This repository contains the official implementation of OpenPheno, as described in the paper "Phenotypic Bioactivity Prediction as Open-set Biological Assay Querying".
The traditional drug discovery pipeline is bottlenecked by the need to design and execute bespoke biological assays for every new target. Current computational models are confined to "closed-set" paradigms, unable to generalize to entirely novel assays without target-specific training data.

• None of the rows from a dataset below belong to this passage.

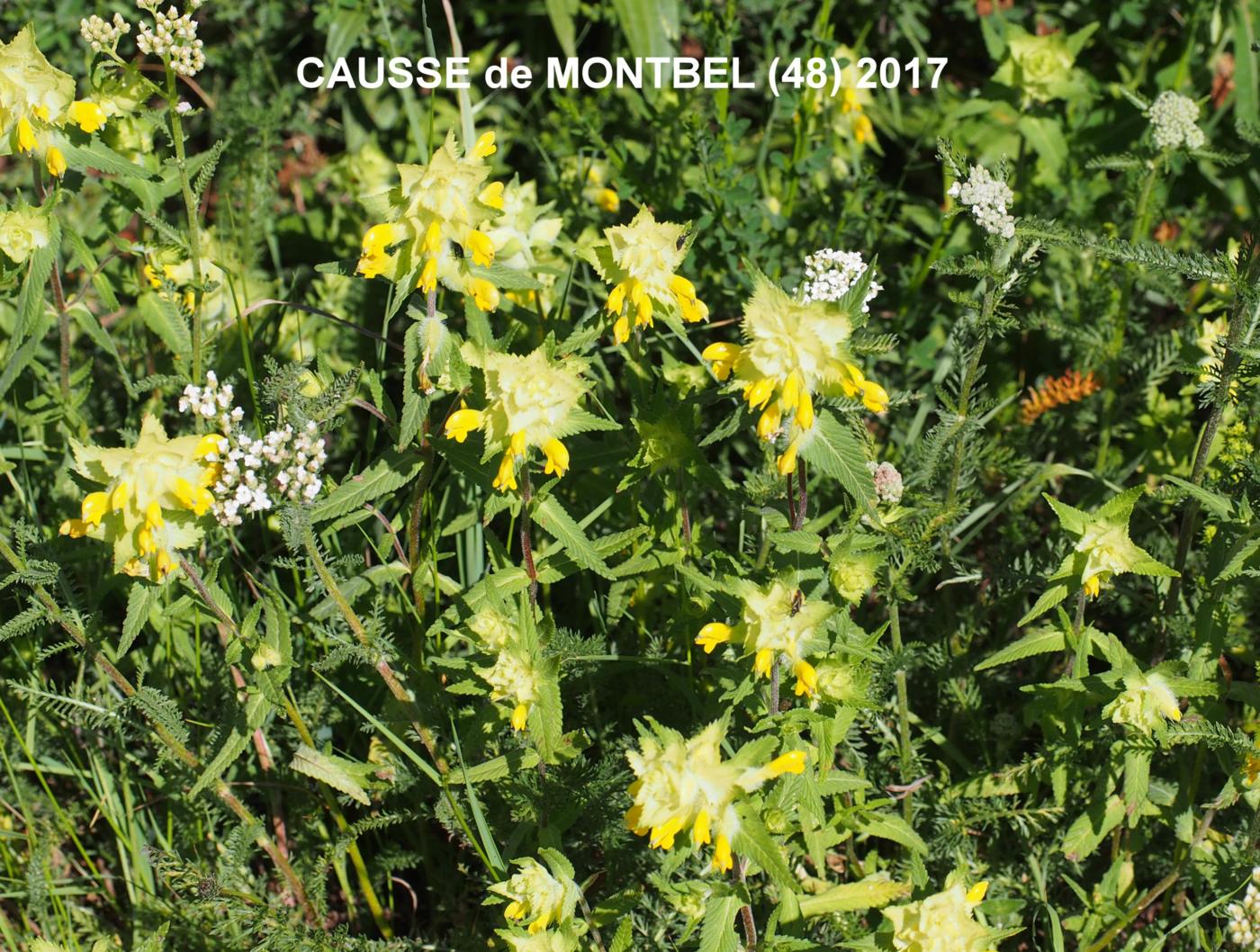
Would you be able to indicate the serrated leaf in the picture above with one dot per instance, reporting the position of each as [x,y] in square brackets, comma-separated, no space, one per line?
[1041,642]
[392,472]
[1092,828]
[837,453]
[717,933]
[338,772]
[140,601]
[888,826]
[552,516]
[232,748]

OpenPheno fundamentally redefines bioactivity prediction as an open-set, visual-language question-answering (QA) task. By integrating chemical structures (SMILES), universal phenotypic profiles (Cell Painting images), and natural language descriptions of biological assays, OpenPheno unlocks the "profile once, predict many" paradigm.
- Zero-Shot Generalization: Predicts compound bioactivity on entirely unseen biological assays using only natural language descriptions as queries.
- Multimodal Architecture: Employs a two-stage training strategy combining cross-modal contrastive alignment (CLIP) and cross-plate self-supervised consistency (DINO).
- Assay Query Network (AQN): Dynamically fuses compound features and assay descriptions to attend over image patch features, grounding linguistic queries in visual cellular phenotypes.
- Robust Performance: Achieves strong zero-shot performance (mean AUROC 0.75) on 54 unseen assays, exceeding supervised baselines trained with full labeled data.
 (Figure 1: Overview of OpenPheno for open-set bioactivity prediction.)